Personal information
- Full name: Francisco Javier Marchant Madrid
- Date of birth: 31 July 2006 (age 20)
- Place of birth: Santiago, Chile
- Height: 1.70 m (5 ft 7 in)
- Position: Winger

Team information
- Current team: Colo-Colo
- Number: 7

Youth career
- Colo-Colo

Senior career*
- Years: Team / Apps / (Gls)
- 2025–: Colo-Colo / 14 / (1)

International career^{‡}
- 2023: Chile U17 / 8 / (0)
- 2025–: Chile U20 / 4 / (0)

= Francisco Marchant =

Chilean footballer

Francisco Javier Marchant Madrid (born 31 July 2006) is a Chilean professional footballer who plays as a winger for Colo-Colo.

==Club career==
A product of Colo-Colo, Marchant was promoted to the first team in 2025 under Jorge Almirón and made his senior debut in the friendly match against Racing Club on 18 January. He made his official professional debut in the Copa Chile match against Unión San Felipe on 12 February. He scored his first goal in the 2–1 away loss against Audax Italiano on 22 June of the same year.
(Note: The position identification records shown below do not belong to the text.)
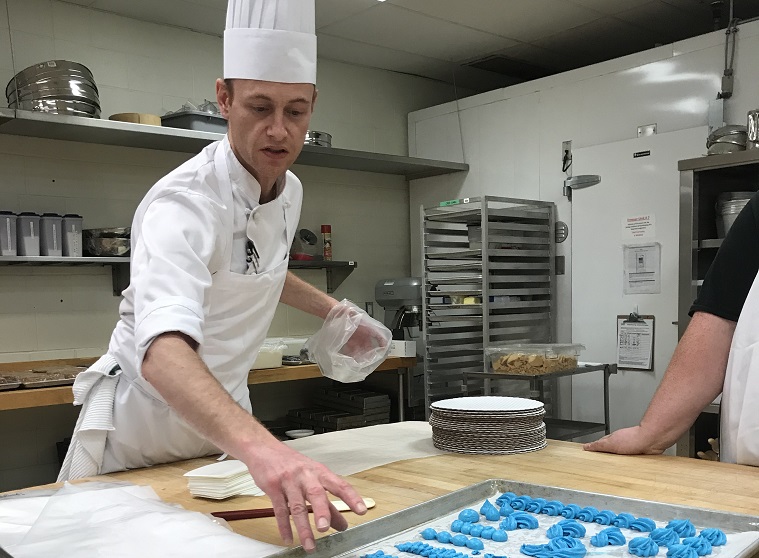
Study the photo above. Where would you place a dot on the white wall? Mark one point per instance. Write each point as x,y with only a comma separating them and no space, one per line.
512,137
70,312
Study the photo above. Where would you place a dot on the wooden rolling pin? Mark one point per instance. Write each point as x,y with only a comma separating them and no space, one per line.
233,515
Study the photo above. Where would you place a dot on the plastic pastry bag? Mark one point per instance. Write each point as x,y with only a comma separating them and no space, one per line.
80,522
350,344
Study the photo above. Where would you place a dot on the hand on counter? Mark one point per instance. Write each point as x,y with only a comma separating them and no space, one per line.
627,441
292,481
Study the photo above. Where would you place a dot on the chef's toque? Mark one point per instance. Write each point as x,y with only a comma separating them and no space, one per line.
270,40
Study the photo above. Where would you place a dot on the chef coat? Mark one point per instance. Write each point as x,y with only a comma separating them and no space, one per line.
739,418
189,274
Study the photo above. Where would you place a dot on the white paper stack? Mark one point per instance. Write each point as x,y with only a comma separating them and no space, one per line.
222,480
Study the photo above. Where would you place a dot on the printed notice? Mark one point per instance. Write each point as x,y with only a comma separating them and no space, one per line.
639,227
642,268
635,342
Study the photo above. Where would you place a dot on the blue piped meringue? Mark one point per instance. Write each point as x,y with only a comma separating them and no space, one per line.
490,512
699,544
506,509
553,507
665,536
429,534
643,524
716,537
536,505
570,511
683,527
566,528
505,498
524,520
605,517
609,536
643,546
469,515
509,523
623,520
681,551
587,514
520,502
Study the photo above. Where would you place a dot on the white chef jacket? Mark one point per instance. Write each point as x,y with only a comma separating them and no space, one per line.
188,246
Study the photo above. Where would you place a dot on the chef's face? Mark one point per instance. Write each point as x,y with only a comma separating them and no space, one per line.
268,122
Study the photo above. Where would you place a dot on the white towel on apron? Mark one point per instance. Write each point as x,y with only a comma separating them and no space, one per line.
95,389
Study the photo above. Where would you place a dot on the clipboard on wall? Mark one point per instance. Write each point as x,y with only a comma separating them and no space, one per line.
635,342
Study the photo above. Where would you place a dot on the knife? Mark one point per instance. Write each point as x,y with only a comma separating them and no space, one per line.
233,515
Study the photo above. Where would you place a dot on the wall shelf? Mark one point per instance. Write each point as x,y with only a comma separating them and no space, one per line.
119,266
126,134
337,271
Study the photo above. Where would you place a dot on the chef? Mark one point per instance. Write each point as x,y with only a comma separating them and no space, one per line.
717,354
210,245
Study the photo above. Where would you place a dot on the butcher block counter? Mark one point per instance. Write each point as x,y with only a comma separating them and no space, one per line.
398,485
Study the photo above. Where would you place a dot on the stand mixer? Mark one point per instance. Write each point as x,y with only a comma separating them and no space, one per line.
402,300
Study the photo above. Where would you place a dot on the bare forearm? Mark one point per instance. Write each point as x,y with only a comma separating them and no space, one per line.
299,294
693,378
176,371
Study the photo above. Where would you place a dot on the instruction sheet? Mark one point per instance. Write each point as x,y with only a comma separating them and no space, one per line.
642,268
635,343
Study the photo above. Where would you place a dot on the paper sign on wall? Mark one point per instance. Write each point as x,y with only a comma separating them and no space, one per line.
642,268
639,226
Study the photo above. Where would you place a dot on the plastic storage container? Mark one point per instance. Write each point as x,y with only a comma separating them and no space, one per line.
270,355
729,205
7,233
533,359
196,120
72,235
51,237
28,234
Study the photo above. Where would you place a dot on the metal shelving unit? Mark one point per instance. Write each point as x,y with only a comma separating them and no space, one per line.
702,180
126,134
488,272
559,429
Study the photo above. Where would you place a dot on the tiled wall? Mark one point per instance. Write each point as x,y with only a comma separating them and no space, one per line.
70,312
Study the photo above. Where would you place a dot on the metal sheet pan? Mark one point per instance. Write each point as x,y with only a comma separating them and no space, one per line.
405,525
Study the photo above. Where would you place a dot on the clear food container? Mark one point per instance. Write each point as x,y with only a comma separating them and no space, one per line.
533,359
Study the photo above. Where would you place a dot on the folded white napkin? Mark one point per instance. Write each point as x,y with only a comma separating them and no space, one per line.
222,480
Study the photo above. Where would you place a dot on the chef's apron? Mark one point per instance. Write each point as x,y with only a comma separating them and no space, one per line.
739,428
143,430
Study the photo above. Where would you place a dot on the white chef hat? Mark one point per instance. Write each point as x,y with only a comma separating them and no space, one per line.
270,40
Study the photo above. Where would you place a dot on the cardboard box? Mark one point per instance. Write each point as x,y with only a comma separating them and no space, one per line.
402,348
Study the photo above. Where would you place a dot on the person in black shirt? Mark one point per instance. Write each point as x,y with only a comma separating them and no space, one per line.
696,373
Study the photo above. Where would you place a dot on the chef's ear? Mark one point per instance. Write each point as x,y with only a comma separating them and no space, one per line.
224,95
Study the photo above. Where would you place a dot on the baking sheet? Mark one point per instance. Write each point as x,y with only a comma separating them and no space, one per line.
382,534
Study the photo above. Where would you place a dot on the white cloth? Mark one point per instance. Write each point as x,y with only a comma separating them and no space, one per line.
739,431
94,389
183,251
270,40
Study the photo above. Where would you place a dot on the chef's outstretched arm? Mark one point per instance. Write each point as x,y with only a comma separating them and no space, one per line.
693,379
289,478
304,296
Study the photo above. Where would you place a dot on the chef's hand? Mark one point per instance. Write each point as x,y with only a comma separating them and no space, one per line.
293,481
627,441
363,340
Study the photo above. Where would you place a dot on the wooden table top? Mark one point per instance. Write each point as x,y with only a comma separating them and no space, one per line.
396,486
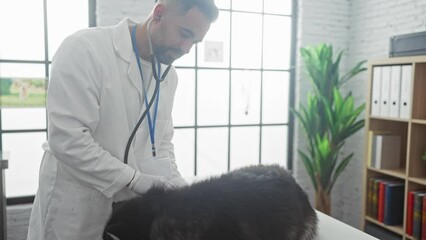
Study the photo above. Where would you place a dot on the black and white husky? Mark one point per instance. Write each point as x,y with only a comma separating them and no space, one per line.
251,203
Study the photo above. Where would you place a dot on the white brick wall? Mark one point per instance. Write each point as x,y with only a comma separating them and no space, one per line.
110,12
361,28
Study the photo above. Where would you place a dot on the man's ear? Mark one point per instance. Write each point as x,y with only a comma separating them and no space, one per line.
159,11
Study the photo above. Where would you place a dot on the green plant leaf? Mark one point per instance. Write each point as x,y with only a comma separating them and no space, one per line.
329,117
309,168
342,165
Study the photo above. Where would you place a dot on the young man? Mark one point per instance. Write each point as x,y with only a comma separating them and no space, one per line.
100,86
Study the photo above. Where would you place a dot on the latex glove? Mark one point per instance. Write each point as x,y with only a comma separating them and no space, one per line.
178,182
142,182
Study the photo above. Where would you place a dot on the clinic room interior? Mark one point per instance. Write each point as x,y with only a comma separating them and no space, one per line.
329,91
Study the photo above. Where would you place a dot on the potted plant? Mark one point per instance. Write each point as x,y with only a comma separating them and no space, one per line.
328,119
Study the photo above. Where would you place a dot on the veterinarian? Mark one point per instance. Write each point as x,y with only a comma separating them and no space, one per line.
102,81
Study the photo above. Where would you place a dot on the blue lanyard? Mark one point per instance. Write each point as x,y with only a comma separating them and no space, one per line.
151,124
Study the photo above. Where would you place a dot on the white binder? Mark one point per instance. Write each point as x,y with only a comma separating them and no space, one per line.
406,91
395,91
385,93
375,91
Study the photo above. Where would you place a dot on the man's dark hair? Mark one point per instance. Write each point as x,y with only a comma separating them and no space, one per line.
207,7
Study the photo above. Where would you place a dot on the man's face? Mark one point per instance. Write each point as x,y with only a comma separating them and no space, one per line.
175,34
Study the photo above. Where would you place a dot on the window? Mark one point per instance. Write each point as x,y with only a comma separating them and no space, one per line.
234,95
27,46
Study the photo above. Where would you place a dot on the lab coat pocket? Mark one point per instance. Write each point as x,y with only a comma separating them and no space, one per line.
76,211
156,166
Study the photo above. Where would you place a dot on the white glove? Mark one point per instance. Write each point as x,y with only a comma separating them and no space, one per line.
178,182
141,182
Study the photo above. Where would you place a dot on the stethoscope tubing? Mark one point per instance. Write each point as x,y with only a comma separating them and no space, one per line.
158,80
135,129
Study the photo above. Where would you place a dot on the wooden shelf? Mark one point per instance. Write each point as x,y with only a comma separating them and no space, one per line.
419,121
398,173
396,229
412,130
390,119
419,180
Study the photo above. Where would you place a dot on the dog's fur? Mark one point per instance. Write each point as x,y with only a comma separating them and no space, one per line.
251,203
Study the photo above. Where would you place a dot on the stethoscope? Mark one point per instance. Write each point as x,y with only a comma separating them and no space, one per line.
156,72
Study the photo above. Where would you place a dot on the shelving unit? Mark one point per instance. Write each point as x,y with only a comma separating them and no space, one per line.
411,169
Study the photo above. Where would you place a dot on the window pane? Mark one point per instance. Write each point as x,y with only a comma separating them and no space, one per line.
187,60
223,4
23,171
246,40
244,146
64,18
22,70
184,106
22,30
183,140
212,151
245,97
244,5
213,97
213,51
277,42
275,97
274,145
23,118
278,6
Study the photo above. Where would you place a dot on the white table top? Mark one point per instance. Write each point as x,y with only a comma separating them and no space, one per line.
333,229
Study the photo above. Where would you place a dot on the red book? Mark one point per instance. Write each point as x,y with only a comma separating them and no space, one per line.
381,202
410,210
424,218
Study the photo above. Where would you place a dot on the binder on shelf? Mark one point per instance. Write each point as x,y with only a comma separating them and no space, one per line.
375,91
385,92
395,91
423,234
405,96
387,149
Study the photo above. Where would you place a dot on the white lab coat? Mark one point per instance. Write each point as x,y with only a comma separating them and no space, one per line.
95,98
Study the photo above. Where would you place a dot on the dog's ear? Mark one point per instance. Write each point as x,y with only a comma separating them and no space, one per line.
109,236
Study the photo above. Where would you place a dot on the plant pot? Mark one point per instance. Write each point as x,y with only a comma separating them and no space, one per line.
322,202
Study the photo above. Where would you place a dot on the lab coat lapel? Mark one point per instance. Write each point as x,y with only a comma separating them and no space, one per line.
123,47
135,77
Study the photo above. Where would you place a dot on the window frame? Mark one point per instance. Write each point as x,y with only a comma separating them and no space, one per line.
46,62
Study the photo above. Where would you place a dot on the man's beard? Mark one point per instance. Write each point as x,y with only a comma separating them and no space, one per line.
167,55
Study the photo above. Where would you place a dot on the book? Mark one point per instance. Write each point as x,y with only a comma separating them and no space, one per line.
410,210
417,214
394,203
375,197
379,232
381,201
370,197
424,218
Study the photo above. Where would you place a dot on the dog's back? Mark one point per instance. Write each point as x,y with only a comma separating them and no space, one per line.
252,203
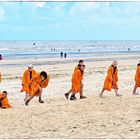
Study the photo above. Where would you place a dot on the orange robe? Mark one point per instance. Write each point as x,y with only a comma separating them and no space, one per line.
137,76
111,79
5,102
26,80
76,80
36,82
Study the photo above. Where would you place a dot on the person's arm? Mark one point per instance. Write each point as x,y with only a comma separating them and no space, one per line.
77,76
110,74
33,79
116,75
45,83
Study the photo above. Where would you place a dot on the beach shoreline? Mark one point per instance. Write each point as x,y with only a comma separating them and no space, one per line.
110,117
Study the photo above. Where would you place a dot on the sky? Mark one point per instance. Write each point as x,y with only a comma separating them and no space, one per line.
69,20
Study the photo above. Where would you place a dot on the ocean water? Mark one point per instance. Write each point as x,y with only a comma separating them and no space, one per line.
52,49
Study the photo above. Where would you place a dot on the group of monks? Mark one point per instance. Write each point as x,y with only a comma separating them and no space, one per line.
33,83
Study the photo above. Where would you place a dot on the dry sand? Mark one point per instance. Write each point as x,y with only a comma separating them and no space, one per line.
94,117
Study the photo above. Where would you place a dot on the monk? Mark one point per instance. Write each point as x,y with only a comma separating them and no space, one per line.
27,76
111,79
137,79
4,103
37,83
0,78
81,62
76,81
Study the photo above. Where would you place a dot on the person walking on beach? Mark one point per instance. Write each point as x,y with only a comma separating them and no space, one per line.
37,83
27,76
77,78
81,62
111,79
0,77
137,79
4,103
61,54
1,58
65,55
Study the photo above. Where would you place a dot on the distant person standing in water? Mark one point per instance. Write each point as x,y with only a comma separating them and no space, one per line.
137,79
61,54
65,55
1,58
27,76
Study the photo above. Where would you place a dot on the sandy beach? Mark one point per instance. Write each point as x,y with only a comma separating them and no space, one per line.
94,117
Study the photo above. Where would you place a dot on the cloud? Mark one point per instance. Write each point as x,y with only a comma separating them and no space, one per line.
40,4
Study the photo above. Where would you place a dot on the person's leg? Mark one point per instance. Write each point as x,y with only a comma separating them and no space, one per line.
29,99
67,94
116,92
81,91
40,94
73,96
134,90
26,97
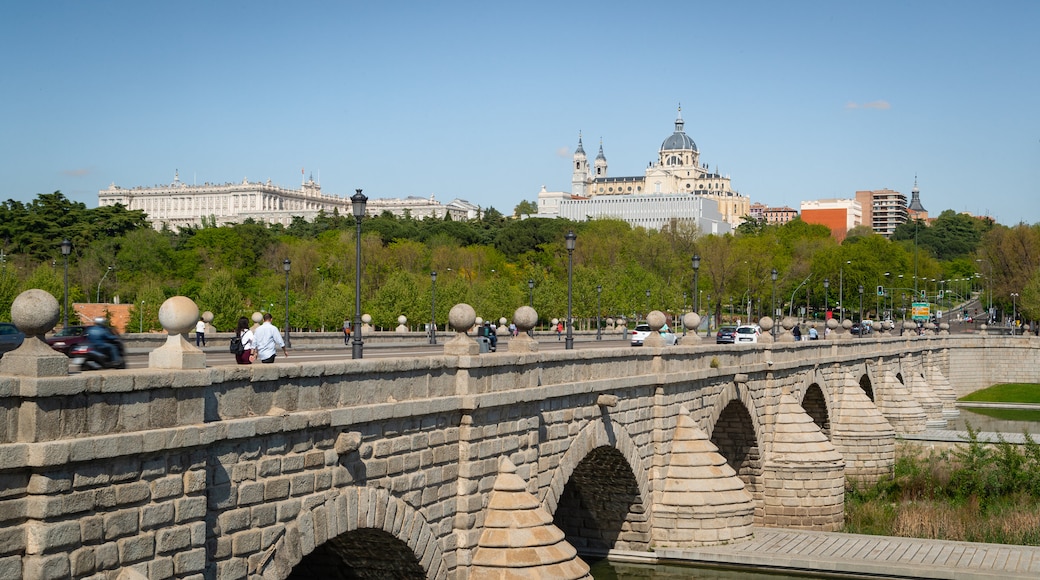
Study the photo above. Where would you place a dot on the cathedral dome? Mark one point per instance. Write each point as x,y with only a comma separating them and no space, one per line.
678,140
In November 2025, Marchant was ranked eight by CIES Football Observatory in most key passes for shots per 90 minutes in 10 Latin America's leagues. On 24 December of the same year, he was ranked 53 in best non-big-5 league players born in 2006 or later.

==International career==
Marchant represented Chile at under-17 in the 2023 South American Championship.

In 2025, Marchant represented Chile U20 at the FIFA World Cup.